The very first plant to poke its head up in January or February in Ireland is the Snowdrop and I love seeing it emerge. There are hundreds of varieties and you can spend a fortune on some of them. They tend to grow in most conditions but do like some shade in the summer, so plants them where they’ll get shade from a deciduous shrub or a herbaceous plant. I like to sprinkle summer seeds over my spring bulbs so that I have interest in the spot left by the snowdrops when they’ve gone over and I’m less likely to dig up the bulbs in error.  Unlike most bulbs snowdrops are best planted just after they’ve finished flowering. This year i wanted to bulk out my snowdrop display but really struggled to find any in the garden centres, but I eventually found some plants in Lidl for €1.39 each. When the flowers are finished, remove them so that the plant doesn’t waste energy making seed and puts its energy back into the bulb instead. Allow the leaves to die back naturally.


Following on a few weeks later from the snowdrop is the snowflake. This is a more statuesque cousin to the snowflake and is a really great addition to the spring border. There is a spring variety and a summer variety, with the latter flowering from mid to late spring. The leaves of the snowflake last longer than that of other spring bulbs but it looks healthy for most of the time so can be a nice backdrop to summer flowering plants. Just remember to deadhead like the snowdrops. I’ve heard that slugs eat them but I’ve never had an issue in my garden, and I have lots of problems with slugs and snails. Best planted in full sun or partial shade.

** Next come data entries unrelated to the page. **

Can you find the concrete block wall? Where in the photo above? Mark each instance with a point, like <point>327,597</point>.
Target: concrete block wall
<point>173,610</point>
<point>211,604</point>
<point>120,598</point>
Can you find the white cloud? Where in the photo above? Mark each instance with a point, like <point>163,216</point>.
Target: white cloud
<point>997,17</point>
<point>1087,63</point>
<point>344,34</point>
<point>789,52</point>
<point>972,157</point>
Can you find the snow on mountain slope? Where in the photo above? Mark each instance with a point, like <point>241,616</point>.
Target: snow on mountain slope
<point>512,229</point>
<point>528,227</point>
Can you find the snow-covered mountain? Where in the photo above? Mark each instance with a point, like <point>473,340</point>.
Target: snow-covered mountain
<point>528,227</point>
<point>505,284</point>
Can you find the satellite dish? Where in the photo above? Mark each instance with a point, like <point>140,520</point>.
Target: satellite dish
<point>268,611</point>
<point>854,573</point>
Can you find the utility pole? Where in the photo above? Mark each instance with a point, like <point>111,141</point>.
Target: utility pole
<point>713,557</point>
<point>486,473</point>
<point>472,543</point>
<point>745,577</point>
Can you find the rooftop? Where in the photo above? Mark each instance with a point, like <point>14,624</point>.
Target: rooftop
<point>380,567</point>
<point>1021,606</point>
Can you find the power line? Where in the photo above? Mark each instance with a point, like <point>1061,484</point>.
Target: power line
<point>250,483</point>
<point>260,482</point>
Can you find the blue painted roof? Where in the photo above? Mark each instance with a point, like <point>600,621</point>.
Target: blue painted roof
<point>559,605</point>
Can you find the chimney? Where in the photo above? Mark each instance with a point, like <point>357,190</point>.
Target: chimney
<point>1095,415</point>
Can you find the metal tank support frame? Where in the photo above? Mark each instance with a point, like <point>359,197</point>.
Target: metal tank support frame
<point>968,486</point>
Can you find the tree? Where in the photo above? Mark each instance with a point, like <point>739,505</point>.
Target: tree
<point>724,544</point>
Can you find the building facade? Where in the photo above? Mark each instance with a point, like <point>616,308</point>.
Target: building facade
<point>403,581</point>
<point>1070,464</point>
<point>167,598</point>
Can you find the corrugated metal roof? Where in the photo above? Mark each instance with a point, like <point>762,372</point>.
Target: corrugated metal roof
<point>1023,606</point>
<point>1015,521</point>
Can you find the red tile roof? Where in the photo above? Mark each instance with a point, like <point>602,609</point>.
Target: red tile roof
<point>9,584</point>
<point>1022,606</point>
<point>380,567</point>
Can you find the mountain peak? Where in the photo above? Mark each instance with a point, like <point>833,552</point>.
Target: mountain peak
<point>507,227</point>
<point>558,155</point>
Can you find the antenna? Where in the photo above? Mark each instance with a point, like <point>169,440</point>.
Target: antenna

Aubrieta is very quick to follow snowdrops and snowflakes in my garden and its purple blossoms provides a wonderful contrast to the typical yellow / white colour palette of spring. The flowers themselves are not particularly spectacular but the plant can create a vivid carpet of colour in spring.  It is a plant that is very drought tolerant, but it’s also survived my water retentive clay soil, not to mention snowfalls. It’s meant to prefer a lime rich soil but it does very well in my neutral soil. It flowers best in full sun but does very well in partial shade in my garden. Just give it a prune after it’s flowered to tidy it up a bit.

Pink Hellebore

Another favourite of mine is the Hellebore. As with snowdrops these come in a variety of styles but unusual ones can be hard to come by and because they take a long time to mature the plants can be quite expensive. The best value I’ve found for unusual hellebores was in the garden centre at Powerscourt where I paid €13 per plant. Hellebores are woodland plants so like to be shaded from the summer sun. The only problem I’ve had with hellebores is blackened leaves on occasion, which I remedy by removing the leaves and burning or composting in the brown bin. I wouldn’t compost these in my own composter but it doesn’t reach the temperatures required to kill the fungus, unlike municipal composters. If you google images of hellebores you’ll see the range of colour they can be bought in, just be careful not to plant different varieties too close to one another or they’ll cross fertilise and result in a muddy flower colour over time.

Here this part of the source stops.